Por tantas vidas

Existió una vez, sólo una vez y para siempre, un amor tan abrazado a la tristeza que terminó por entristecer. 

La noche se enamoró del sol. De su sonido, de su calor, de su eterna mirada y sus besos a la distancia. 
El sol, ¿quién sabe? Quizá también se enamoró. 
Pero no estaban destinados a ser, porque el uno sin el otro existían en el eterno dolor de no poder existir el uno con el otro.
Mañana tras mañana, por un pequeño instante, los amantes se tocaban. Pero, al primer roce, ella tenía que morir. El sol sufría, aceptando por tantas vidas un ligero contacto que significaba todo, que coloreaba de rosa la herida de la noche.
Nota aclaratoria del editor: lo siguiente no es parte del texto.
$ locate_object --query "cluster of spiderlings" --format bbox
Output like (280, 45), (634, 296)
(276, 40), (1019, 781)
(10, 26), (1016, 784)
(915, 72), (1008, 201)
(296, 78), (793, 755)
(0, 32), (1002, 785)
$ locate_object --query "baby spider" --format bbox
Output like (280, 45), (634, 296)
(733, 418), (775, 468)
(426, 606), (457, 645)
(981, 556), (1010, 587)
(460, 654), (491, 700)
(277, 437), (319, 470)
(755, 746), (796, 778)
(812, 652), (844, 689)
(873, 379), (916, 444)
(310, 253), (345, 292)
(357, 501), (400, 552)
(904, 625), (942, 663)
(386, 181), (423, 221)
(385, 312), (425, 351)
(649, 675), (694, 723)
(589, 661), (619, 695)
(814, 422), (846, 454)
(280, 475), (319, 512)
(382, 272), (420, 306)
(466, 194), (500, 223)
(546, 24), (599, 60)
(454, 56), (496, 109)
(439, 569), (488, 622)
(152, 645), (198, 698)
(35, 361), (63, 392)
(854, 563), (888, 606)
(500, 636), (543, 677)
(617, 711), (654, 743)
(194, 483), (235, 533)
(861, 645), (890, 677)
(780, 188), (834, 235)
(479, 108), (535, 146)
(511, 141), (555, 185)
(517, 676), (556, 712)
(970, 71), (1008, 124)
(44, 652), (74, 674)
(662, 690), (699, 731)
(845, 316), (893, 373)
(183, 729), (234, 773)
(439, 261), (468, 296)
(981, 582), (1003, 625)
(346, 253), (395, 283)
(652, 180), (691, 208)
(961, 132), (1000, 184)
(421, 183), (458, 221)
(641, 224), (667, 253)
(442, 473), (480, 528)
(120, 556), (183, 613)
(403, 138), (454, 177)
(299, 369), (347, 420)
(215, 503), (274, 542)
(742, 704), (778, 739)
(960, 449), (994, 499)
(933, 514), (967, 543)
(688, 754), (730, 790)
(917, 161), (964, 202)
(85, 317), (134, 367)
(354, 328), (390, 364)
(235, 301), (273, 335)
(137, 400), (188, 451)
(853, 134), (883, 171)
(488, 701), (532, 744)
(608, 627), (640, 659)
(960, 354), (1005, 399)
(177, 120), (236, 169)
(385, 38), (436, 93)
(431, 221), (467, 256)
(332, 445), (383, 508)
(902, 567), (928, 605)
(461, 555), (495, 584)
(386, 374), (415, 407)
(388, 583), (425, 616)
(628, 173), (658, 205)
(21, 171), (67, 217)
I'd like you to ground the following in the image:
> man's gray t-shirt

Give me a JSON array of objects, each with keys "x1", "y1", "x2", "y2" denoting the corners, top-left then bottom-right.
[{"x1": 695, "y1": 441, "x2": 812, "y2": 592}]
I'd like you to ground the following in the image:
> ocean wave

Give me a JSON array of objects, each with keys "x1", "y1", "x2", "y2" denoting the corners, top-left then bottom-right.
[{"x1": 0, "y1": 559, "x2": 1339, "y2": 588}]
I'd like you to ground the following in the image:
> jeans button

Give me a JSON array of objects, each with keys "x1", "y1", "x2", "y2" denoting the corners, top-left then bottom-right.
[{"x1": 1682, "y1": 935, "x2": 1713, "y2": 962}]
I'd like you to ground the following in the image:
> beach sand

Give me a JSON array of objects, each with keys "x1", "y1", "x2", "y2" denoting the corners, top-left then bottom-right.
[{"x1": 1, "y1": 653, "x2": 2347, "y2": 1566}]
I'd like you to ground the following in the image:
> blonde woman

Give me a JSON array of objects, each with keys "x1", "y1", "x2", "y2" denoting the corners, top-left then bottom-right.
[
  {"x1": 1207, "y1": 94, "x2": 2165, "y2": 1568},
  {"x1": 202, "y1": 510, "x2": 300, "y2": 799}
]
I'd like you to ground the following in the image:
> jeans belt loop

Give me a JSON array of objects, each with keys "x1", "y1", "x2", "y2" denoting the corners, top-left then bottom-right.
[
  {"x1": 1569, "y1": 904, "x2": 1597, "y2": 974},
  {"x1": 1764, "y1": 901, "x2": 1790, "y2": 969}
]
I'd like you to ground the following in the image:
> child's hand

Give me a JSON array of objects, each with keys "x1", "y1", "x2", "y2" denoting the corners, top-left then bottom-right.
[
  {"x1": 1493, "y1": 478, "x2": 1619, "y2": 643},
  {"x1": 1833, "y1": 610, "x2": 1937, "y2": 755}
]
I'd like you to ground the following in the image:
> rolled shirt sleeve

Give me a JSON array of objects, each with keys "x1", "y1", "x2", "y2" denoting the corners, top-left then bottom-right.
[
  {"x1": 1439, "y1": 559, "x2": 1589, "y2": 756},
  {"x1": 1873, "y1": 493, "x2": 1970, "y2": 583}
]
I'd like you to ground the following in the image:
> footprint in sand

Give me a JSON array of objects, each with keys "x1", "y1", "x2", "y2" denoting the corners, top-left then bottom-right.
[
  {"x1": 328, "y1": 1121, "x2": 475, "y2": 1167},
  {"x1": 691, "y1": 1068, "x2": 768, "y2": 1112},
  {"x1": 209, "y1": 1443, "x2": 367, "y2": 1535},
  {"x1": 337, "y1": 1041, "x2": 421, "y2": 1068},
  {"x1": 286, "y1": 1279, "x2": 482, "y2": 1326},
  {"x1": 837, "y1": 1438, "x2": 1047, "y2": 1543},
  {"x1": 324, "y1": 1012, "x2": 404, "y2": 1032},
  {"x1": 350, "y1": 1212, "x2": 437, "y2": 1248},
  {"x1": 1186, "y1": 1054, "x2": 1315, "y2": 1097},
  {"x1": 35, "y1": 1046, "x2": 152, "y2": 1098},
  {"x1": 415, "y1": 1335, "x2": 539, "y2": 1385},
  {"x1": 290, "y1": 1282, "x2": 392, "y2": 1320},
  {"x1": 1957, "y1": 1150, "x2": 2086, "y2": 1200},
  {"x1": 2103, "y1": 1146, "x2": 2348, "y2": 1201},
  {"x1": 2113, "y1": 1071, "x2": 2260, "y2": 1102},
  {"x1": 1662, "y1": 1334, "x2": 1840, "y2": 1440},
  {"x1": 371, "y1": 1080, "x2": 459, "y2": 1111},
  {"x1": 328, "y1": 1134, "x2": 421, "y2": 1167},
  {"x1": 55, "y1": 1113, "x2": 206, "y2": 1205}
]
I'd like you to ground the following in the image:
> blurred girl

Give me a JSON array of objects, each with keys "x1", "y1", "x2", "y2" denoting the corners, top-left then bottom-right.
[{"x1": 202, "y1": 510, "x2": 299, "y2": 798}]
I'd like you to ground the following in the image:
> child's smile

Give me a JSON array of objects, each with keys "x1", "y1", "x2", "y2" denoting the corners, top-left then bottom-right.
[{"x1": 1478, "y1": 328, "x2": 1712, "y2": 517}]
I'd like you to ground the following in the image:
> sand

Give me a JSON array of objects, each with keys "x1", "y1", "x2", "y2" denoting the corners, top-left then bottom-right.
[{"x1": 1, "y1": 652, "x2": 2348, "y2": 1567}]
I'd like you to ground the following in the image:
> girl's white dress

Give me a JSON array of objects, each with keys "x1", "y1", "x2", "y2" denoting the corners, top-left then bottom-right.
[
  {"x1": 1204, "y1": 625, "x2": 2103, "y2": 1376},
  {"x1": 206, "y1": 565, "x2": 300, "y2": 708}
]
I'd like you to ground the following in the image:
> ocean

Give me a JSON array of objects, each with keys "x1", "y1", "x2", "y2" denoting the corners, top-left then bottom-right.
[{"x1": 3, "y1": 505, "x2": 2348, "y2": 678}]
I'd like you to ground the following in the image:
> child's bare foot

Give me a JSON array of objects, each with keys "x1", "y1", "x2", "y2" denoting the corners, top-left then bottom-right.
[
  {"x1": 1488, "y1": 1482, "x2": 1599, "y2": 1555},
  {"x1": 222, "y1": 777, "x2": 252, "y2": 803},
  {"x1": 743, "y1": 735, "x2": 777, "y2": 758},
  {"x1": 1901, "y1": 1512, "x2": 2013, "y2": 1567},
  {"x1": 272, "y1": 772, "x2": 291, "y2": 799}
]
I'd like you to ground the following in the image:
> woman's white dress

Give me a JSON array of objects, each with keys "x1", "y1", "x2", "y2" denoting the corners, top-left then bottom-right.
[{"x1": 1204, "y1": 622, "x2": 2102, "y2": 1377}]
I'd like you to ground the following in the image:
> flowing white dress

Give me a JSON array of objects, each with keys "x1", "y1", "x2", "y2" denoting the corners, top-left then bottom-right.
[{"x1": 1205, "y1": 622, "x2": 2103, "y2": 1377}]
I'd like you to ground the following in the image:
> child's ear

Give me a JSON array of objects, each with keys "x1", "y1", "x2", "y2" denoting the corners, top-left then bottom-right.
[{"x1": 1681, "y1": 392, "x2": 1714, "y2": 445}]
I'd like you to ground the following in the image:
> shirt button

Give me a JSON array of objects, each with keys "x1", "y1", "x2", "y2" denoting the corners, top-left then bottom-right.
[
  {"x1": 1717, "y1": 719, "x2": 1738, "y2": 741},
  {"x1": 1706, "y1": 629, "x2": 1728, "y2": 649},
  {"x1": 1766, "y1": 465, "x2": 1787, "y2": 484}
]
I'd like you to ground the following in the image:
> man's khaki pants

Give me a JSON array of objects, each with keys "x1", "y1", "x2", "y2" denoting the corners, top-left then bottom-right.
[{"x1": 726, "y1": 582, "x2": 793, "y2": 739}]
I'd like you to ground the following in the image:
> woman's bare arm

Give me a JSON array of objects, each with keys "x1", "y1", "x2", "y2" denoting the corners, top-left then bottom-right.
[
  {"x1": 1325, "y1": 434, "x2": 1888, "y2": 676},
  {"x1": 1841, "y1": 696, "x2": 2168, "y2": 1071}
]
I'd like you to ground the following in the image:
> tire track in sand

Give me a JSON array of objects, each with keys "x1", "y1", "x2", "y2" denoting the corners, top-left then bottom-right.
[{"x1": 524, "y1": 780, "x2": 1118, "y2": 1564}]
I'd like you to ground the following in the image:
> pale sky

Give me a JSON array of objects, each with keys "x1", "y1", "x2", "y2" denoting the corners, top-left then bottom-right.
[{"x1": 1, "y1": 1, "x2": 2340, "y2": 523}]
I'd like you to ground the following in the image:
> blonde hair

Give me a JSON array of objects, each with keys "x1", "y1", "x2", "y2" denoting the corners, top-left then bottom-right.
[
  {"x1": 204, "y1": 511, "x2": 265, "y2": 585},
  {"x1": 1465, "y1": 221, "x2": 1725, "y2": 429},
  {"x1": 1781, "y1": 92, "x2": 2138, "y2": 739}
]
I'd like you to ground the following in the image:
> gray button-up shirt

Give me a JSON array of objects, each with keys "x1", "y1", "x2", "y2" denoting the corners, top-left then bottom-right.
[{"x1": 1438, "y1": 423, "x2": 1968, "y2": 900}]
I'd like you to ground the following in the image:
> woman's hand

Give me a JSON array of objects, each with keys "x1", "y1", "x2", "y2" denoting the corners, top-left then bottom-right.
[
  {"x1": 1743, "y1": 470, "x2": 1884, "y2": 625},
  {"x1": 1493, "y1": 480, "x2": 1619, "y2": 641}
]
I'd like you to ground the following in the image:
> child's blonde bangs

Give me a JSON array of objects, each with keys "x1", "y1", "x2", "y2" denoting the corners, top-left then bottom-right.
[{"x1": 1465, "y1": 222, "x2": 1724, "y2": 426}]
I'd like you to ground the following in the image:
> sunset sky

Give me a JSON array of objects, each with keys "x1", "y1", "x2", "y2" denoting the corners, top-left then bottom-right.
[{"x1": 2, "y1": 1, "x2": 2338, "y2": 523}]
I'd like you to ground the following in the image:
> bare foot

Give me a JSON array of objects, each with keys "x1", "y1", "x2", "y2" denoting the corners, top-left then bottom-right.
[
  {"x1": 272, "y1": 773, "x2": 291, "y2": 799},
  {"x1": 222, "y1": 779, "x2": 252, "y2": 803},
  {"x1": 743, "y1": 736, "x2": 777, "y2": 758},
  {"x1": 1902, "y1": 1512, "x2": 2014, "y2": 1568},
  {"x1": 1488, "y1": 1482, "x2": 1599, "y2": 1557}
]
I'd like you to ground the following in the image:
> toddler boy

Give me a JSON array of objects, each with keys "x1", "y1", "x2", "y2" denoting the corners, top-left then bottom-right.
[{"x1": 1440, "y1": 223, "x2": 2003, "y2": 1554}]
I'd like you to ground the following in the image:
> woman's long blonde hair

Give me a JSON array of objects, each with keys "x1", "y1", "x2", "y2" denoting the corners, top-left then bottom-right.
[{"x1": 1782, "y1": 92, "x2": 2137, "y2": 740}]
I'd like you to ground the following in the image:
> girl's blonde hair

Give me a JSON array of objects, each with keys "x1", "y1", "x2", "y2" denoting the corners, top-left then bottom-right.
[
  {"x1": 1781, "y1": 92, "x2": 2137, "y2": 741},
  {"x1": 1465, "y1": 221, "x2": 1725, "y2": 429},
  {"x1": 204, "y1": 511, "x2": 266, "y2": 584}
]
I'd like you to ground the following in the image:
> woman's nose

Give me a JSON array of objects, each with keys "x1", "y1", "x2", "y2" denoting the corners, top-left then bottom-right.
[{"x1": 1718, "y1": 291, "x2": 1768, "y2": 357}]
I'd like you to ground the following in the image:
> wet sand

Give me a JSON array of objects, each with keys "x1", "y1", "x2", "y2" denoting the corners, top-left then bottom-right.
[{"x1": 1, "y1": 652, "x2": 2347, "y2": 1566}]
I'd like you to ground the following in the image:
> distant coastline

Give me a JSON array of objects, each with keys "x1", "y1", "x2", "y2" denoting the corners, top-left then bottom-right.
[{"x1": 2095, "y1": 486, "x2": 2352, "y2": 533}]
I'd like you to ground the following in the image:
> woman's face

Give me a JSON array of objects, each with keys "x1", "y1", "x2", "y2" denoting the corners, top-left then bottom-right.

La noche sufría, llevando consigo por tantas vidas una llaga sobre su piel que sólo podía significar un beso más de aquel que tanto amaba. 
Ella siempre volvía, tomando el sufrimiento que todo contacto significaba, muriendo una vez más sólo para sentir cerca al amor otro segundo. 
Ella sabía que siempre volvería, él sabía que siempre estaría ahí. 
Se habían enamorado no sólo del roce, sino también del dolor que había detrás.

Y así, a través de tantas vidas, la tristeza se encontró tan abrazada al amor que terminó por enamorarse.